Longrow Peated

Longrow Peated Review

Distillery: Springbank
Region: Campbeltown
Age: No age statement
abv: 46%

Launched in 2012, Longrow Peated is the successor to the popular Longrow CV. It’s essentially the same whisky, but given a new name and fresh packaging (although not too fresh, it reminds me of something my grandma would’ve had in her cupboard). I suspect the name change is because Peated is a much better description of what this dram is all about. The sole whisky from Springbank to be double distilled, this Longrow has been peated to around 50-55 ppm, so that’s a hefty dose of smoke! While the peat level is comparable to Ardbeg, the type of peat is rather different. Peat is essentially decomposed plant matter, so terroir matters. While Islay’s peat is largely composed of seaweed and moss, Highland peat contains shrubs and grasses that give it a much sweeter, friendlier taste. Let’s see how it’s influenced this Campbeltown malt.

Colour: White wine

Nose: Rather fresh, with a citrusy tang. Scents of lemon peel and banana candies give way to aromas of toasted barley and a hint of cornbread. The gently sweet, heathery smoke is very much playing second fiddle. A dash of white pepper is accompanied by a dollop of honey and a slice of ginger. On the whole, the nose is a bit light and not all that expressive.

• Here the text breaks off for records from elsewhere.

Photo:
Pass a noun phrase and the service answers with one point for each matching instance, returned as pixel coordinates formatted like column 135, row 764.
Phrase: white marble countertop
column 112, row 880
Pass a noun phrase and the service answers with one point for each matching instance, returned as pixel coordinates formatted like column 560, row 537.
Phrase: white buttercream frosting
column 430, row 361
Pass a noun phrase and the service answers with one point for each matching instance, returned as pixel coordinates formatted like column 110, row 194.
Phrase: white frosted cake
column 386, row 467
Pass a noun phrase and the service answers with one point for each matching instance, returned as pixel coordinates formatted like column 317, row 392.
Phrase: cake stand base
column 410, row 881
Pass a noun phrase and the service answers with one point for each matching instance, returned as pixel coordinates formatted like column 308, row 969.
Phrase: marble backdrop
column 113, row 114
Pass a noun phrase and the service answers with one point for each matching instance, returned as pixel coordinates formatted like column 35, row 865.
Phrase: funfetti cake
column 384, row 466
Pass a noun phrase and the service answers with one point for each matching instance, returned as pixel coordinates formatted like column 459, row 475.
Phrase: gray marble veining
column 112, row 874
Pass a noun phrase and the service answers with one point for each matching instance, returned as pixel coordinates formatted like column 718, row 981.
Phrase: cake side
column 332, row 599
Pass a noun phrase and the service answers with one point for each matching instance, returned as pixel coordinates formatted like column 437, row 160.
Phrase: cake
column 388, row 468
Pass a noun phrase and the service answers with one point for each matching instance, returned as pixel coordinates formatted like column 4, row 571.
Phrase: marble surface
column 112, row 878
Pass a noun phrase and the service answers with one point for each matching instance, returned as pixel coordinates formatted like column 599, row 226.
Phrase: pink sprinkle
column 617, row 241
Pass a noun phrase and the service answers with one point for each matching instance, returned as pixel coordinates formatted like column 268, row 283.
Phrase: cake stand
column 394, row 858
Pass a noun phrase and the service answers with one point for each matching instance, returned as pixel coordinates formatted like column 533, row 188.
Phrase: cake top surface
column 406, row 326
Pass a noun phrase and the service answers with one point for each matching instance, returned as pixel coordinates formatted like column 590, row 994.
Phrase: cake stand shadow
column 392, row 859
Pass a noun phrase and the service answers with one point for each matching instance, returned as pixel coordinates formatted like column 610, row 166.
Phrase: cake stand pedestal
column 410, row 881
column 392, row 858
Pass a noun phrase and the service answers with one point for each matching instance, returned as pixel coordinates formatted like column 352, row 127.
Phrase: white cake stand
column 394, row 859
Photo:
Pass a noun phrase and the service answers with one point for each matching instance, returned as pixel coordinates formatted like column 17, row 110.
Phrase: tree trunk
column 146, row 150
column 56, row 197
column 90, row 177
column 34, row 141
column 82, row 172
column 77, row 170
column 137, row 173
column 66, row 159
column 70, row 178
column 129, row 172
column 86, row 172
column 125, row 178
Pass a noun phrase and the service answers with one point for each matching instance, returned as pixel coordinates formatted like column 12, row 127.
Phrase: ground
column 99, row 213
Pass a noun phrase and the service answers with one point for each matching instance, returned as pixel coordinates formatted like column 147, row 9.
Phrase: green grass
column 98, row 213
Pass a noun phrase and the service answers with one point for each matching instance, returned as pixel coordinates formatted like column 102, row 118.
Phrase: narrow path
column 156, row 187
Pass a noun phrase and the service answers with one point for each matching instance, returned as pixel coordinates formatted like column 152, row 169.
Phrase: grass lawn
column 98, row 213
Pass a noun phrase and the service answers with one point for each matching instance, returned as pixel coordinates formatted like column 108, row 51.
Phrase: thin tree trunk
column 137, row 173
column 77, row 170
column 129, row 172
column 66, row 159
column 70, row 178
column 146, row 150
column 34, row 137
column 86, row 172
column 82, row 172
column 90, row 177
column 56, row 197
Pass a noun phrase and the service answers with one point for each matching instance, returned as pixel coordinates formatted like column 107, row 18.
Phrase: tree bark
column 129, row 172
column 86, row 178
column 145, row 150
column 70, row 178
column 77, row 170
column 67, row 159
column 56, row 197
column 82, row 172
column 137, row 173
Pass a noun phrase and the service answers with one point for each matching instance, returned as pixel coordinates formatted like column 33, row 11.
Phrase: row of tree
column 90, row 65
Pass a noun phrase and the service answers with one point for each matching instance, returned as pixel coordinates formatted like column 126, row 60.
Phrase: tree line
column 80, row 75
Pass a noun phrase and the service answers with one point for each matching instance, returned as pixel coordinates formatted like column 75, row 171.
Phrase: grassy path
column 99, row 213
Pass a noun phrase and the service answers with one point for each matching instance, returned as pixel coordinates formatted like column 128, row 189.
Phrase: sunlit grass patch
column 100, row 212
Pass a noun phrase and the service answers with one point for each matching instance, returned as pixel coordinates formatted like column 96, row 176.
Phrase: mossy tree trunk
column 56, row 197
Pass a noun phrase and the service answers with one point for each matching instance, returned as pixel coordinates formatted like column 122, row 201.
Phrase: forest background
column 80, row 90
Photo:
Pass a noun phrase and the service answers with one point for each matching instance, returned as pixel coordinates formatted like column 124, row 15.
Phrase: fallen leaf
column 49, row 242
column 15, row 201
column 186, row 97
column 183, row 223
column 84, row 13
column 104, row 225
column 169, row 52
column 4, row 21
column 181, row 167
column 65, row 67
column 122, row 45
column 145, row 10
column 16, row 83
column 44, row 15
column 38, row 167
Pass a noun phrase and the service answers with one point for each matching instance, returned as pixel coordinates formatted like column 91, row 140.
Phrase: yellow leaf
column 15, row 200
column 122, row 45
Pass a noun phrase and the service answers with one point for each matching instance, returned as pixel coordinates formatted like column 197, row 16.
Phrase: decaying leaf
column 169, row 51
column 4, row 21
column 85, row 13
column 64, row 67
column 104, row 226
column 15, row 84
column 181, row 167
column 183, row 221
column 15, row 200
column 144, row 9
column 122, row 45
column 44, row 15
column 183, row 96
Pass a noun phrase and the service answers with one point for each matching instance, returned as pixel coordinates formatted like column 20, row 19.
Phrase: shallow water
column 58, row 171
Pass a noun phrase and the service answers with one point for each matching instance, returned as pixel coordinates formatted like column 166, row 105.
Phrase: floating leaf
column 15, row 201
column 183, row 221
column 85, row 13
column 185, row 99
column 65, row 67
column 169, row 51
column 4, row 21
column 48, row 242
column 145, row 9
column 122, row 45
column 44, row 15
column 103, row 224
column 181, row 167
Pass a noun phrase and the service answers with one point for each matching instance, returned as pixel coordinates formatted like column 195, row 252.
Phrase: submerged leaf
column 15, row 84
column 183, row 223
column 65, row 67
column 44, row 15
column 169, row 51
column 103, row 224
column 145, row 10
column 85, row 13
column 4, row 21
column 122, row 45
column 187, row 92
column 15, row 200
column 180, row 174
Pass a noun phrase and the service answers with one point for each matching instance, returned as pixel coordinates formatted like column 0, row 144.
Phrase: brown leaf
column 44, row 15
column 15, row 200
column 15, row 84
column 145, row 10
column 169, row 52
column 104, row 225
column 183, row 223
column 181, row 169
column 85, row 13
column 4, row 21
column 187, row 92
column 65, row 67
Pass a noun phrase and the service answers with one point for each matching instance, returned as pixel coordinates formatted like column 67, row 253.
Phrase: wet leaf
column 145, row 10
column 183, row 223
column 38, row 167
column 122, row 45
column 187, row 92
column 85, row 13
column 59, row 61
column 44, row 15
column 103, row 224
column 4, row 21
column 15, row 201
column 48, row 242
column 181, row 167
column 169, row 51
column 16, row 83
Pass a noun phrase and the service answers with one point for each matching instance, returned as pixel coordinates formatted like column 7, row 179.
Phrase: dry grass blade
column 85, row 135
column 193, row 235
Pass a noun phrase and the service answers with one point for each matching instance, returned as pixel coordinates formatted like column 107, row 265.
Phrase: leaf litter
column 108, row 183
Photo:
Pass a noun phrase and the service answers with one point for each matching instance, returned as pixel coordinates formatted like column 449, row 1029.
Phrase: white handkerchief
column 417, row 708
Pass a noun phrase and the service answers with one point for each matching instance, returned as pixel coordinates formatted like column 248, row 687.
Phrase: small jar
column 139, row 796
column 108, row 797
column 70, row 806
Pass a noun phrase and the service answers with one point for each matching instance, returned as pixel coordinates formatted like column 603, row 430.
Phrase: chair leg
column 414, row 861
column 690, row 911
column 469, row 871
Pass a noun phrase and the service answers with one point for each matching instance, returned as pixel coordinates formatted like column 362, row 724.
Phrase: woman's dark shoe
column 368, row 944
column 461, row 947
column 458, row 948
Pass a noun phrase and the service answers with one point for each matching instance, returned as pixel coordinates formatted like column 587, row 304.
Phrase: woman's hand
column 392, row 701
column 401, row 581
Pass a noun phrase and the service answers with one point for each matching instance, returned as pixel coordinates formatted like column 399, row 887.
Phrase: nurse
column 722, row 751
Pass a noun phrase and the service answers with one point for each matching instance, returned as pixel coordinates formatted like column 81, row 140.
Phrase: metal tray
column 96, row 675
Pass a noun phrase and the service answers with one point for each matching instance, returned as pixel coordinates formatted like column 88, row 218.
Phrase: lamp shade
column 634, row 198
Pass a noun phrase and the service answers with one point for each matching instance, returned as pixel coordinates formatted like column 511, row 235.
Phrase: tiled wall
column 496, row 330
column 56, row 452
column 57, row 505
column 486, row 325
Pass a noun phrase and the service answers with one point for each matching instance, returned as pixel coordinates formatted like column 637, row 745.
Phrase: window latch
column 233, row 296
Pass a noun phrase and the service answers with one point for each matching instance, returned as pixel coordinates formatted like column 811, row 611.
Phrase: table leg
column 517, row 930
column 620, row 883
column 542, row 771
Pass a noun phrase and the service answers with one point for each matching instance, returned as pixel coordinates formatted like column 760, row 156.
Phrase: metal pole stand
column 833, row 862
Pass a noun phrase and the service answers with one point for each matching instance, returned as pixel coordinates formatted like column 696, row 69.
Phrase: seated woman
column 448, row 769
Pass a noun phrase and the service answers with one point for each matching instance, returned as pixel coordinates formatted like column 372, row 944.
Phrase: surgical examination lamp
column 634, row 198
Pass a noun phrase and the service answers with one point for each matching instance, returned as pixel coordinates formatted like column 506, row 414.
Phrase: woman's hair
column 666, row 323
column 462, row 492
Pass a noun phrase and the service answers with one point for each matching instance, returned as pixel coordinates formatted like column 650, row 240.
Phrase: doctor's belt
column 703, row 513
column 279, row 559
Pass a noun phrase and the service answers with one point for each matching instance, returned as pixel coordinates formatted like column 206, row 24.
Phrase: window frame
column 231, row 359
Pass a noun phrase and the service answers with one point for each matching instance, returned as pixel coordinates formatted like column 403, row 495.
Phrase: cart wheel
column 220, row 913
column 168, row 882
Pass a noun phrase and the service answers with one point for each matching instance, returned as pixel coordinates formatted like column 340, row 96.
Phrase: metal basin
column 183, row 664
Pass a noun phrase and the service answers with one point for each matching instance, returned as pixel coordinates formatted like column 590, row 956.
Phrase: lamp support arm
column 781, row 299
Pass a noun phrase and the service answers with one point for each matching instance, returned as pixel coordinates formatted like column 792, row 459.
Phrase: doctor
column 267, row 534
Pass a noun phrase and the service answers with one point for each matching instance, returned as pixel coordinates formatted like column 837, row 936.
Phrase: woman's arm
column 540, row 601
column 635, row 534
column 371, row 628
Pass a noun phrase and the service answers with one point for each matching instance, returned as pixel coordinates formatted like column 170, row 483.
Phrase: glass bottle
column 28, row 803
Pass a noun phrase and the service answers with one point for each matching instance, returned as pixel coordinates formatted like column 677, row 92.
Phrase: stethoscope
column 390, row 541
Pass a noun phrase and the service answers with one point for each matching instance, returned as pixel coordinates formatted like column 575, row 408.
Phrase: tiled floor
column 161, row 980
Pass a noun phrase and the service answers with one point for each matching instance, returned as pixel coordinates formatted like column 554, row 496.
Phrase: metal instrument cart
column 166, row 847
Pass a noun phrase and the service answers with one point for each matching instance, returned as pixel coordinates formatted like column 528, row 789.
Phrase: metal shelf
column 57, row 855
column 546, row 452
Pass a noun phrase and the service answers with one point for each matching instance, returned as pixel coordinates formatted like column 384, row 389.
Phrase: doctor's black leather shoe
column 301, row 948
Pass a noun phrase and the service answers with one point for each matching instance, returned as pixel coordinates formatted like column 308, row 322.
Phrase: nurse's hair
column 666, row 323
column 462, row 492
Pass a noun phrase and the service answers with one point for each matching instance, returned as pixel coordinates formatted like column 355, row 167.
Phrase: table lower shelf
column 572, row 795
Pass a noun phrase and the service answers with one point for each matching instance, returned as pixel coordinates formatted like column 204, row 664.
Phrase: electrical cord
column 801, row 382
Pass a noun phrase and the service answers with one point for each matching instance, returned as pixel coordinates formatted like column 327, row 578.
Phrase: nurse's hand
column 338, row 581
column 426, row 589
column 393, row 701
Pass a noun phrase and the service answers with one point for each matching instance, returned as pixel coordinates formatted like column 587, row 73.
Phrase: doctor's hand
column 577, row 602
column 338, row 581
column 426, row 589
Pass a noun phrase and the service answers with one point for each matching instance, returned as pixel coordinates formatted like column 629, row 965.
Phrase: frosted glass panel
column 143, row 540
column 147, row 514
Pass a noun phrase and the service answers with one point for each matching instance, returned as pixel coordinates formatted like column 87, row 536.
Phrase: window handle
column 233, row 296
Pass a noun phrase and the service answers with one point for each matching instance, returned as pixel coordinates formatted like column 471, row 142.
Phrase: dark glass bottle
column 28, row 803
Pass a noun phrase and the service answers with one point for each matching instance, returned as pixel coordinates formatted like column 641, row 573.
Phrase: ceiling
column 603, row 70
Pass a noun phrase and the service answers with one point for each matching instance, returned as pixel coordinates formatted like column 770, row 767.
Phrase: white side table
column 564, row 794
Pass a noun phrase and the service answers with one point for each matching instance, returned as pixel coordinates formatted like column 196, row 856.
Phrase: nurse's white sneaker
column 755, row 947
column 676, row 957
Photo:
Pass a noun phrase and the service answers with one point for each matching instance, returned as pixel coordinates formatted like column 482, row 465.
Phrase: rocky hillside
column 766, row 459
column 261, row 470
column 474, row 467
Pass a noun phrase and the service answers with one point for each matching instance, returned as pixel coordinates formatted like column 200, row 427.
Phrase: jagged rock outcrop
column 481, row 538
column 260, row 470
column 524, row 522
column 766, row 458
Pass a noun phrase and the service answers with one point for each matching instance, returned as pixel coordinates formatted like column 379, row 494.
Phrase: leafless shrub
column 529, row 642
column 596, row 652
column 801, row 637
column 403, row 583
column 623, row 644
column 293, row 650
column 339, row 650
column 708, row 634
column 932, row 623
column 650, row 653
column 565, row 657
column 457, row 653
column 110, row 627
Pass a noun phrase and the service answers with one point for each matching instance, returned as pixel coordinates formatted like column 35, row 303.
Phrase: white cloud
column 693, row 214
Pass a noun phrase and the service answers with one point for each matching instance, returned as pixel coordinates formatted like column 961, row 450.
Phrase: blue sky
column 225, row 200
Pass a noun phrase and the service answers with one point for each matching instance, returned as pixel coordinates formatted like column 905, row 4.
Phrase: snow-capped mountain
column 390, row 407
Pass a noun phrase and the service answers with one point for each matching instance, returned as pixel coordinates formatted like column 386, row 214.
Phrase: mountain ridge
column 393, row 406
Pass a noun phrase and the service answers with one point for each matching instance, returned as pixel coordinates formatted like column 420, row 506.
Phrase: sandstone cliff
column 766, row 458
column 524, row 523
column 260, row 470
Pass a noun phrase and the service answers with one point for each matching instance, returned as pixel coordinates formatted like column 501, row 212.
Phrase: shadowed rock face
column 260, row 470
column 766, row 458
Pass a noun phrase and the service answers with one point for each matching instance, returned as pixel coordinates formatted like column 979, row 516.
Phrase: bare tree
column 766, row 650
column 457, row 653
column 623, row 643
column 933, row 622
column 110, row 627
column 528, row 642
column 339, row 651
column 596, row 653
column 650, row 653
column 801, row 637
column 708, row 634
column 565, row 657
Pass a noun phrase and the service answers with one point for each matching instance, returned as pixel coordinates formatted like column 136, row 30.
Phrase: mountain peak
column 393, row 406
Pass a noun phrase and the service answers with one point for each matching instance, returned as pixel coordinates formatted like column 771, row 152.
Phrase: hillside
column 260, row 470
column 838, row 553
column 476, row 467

Palate: Now Longrow’s maritime pedigree reveals itself, as salty, briny notes come to the fore. The smoke also puts in an appearance, but it’s more wood fired than peat fuelled. Cinnamon sprinkled barley gives way to flavours of butterscotch, vanilla and burnt toast.

Finish: Decently long, with a warming burst of peppercorn and an aftertaste of tobacco leaves.

Verdict: Well, the name didn’t lie. This whisky is peated. In that sense this is a straightforward, “does what it says on the box” type of dram. But for those who associate peated whisky with the medicinal flavours found on Islay, this Longrow does come with a twist. Longrow Peated feels a bit like a feistier version of a Highland Park. At the same time, this is still very much an entry level whisky, and I recommend you don’t stop your exploration of Longrow here. Some of the distillery’s Wood Expressions are excellent (I have particularly fond memories of the 7 year old Gaja Barolo and the 14 year old Burgundy release). Anything bottled by Springbank these days sells out faster than you can say slàinte mhath, but it’s well worth keeping an eye out for new Longrow releases.